Questions to be considered include: where is the geographical location of the data centre? And is it located close to any natural or human made hazards?

"The data centre should ideally be located in the same country and easily assessable should you need to go there. Some companies legally have to have their data located within the same country they reside," says Mr Cohen.

"All data centres have a rating of one to four, with four being the highest. You should be looking for a Tier 3 or greater rating."

He also advises asking how the data centre can be accessed: "If access to a data centre is difficult from a locational standpoint, this could pose potential issues if access is required in an emergency."

A majority of data centres will resell co-location services through third parties, Mr Cohen continues. "Ask to look at the contracts or confirm that your SLA's mirror that of the data centre operator and the third party services you are purchasing.

"Security is a hugely important aspect of data centre operations. Make sure you understand the physical and data security controls in place. A good starting point is to review the data centres accreditation, such as ISO27001:2013."

Access control is paramount to the security of a data centre and no one should be allowed to wander around between data halls. Access should only be granted to the particular data halls used and if there are no restrictions, the alarm bells should be ringing.

"Make sure that when you chose a data centre it has multiple network access points and power feeds. The data centre must be protected by UPS and have a good generator system which can provide power for at least 72 hours on full load," Mr Cohen concludes.

With high levels of energy required in the operation of data centres, Carel CRAC application manager Enrico Boscaro says the continuous pursuit of energy-saving in data centre cooling is leading to the adoption of a mix of HVAC technologies coordinated to achieve the best efficiency.

"The increasing need to monitor different devices, receive alarm notifications and centrally set parameters, makes monitoring solutions essential. The consequence raises a legitimate question about the best control type; on the unit or centralised," says Mr Boscaro.

"The units must work independently for resiliency reasons and that's why, rather than a central control, a distributed intelligence with different layers interconnected is better. Big improvements can be obtained through serial communication by just changing a few parameters (on-stand by, set point, air flow) and this could be defined as Integration level," he says.

In a traditional CRAC cooling system there is communication between similar units for synergy and backup; each device shares data with a system such as BMS or DCIM, he continues, and often this level is non-specific for cooling but the only centralisation of information.

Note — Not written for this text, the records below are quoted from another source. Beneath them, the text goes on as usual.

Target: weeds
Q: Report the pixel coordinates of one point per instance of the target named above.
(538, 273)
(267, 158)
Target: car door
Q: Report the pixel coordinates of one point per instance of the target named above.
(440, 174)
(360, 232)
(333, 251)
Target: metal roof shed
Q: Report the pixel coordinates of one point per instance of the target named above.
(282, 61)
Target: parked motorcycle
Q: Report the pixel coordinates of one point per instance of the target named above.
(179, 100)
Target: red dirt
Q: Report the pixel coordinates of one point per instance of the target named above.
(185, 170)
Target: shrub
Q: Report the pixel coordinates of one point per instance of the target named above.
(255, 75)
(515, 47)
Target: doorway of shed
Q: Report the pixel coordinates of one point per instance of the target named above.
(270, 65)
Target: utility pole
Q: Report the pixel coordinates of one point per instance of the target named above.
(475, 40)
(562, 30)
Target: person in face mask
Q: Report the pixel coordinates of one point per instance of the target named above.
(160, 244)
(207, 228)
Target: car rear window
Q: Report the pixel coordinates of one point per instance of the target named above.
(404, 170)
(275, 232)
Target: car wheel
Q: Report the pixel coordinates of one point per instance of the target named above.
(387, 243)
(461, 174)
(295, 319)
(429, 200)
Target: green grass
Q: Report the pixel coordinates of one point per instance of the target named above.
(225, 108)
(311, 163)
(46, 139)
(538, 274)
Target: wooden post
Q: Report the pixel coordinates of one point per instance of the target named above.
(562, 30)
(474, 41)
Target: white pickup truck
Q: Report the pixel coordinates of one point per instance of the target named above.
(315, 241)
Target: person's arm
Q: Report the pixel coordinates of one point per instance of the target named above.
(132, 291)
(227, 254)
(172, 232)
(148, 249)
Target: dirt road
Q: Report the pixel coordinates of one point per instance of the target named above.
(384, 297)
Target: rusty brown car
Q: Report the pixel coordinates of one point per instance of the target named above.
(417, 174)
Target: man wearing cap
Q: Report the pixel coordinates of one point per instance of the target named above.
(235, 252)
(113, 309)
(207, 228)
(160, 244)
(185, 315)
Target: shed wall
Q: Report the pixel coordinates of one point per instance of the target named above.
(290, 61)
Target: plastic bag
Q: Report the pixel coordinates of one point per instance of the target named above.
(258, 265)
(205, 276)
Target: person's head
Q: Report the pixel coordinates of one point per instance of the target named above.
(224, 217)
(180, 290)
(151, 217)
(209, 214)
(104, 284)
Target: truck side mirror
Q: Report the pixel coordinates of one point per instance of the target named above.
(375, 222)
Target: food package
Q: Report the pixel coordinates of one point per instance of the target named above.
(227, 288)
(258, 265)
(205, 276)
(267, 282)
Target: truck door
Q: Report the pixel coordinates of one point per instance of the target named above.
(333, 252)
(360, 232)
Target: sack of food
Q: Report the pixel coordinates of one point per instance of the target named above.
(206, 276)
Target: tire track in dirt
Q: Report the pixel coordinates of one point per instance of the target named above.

"The extended communication capabilities of recent controllers allows the sharing of data both to the DCIM and the integration level: the latter coordinates different units (CRACs, AHUs, chillers, humidifiers, etc) to optimise energy consumption and also shares directly information with the DCIM, which does not need to retrieve data from every single device, but can be a coordinator of subsystems (cooling, power, alarms, access control, servers, etc).

"Controllers with integrated Ethernet allows the contemporaneous data sharing with different clients on the same network making it easier to have multiple levels of coordination; for this architecture the security issue has to be kept into account," says Mr Boscaro.

Additional thoughts on avoiding worst-case scenarios are provided by Siemens Building Technologies UK data centre account manager Chris Downing, who reminds us that data centres require the highest level of fire safety, due to the presence of a constant ignition source of electricity and a plentiful supply of combustible materials.

"Data centre downtime can mean losing thousands of pounds per minute and negatively impact a company's image and reputation. Approximately 6% of infrastructure failures in data centres are related to fire," he says.

To mitigate the risk of fire, data centres require advanced detection, offering the earliest possible warning. Fires typically start slowly before erupting into flame and detecting smoke early is essential, however the high level of ventilation necessary to prevent equipment overheating also disperses smoke, making it more difficult to detect and enhancing the risk of fast fire distribution.

"Data centres are radically different from conventional environments in terms of airflow and cooling techniques," Mr Downing continues, "which mean that traditional fire detectors are too slow and insensitive to respond to a fire event as high air flow will cause heat and smoke to cool and disperse.

Unlike conventional smoke detection, aspirating smoke detectors actively draw smoke to the detector through holes within a piping system, offering significantly higher levels of protection, as standard systems can only respond if smoke can actually reach the detection element, which can be too late. 

Fire risks in data centres are rated as extremely high. Causes include massive energy loads, extensive cabling and a plethora of potential ignition sources.

"The central management of all fire safety devices will improve operational performance, increase visibility, protect the integrity of the data, maintain maximum uptime and deliver business continuity," Mr Downing concludes.